Bei der ersten Folgemessung im Jahr 2020 erfüllten bereits 66 Prozent der abgefragten Prozesse und Strukturen die Standards einer gesundheitskompetenten Krankenversicherungsorganisation. Lediglich 34 Prozent waren es bei der Basismessung (siehe Grafik „Selbstbewertung belegt positive Entwicklung“). Die organisationale Gesundheitskompetenz wird künftig alle zwei Jahre gemessen. Im nächsten Schritt entwickelt die AOK unter Einbindung der Versicherten zielgruppenspezifische Angebote. Damit will sie ihre Versicherten in die Lage versetzen, Gesundheitsinformationen leichter zu finden, zu verstehen und anzuwenden – digital und analog.

Für nachhaltige Gesundheitsversorgung.

Eine starke Gesundheitskompetenz entsteht im Zusammenspiel des Individuums mit dem System. Deshalb gilt: Je einfacher ein System, desto effektiver seine Nutzung. Wichtig sind daher ein niedrigschwelliger Zugang, eine verbesserte Navigation sowie transparente Strukturen im Gesundheitswesen.

Grafik: Selbstbewertung belegt positive Entwicklung

Der „Düsseldorfer Kompass“ zeigt: Von 2018 bis 2020 ist die organisationale Gesundheitskompetenz der AOK Rheinland/Hamburg deutlich gestiegen. Waren bei der Basismessung 34 Prozent der Standards einer gesundheitskompetenten Krankenversicherungsorganisation erfüllt, lag der Erfüllungsgrad im Jahr 2020 bereits bei 66 Prozent (Kategorien „Vollständig“ und „Fast vollständig“).

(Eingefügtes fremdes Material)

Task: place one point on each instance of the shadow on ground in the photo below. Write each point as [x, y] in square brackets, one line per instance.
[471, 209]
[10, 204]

Quelle: AOK Rheinland/Hamburg

Die Implementierung der Gesundheitskompetenz in eine Organisation ist ein langer und nicht immer einfacher Prozess. Er sollte im Sinne der Versicherten und Patienten offen und zielorientiert gestaltet werden. Ein guter Startpunkt ist der Blick ins eigene Unternehmen. Er lohnt sich – für eine nachhaltige Gesundheitsversorgung von morgen.

Astrid Naczinsky ist Stabsbereichsleiterin Versorgung/Medizin der AOK Rheinland/Hamburg.
Anne Preising ist Referentin im Stabsbereich Versorgung/Medizin der AOK Rheinland/Hamburg.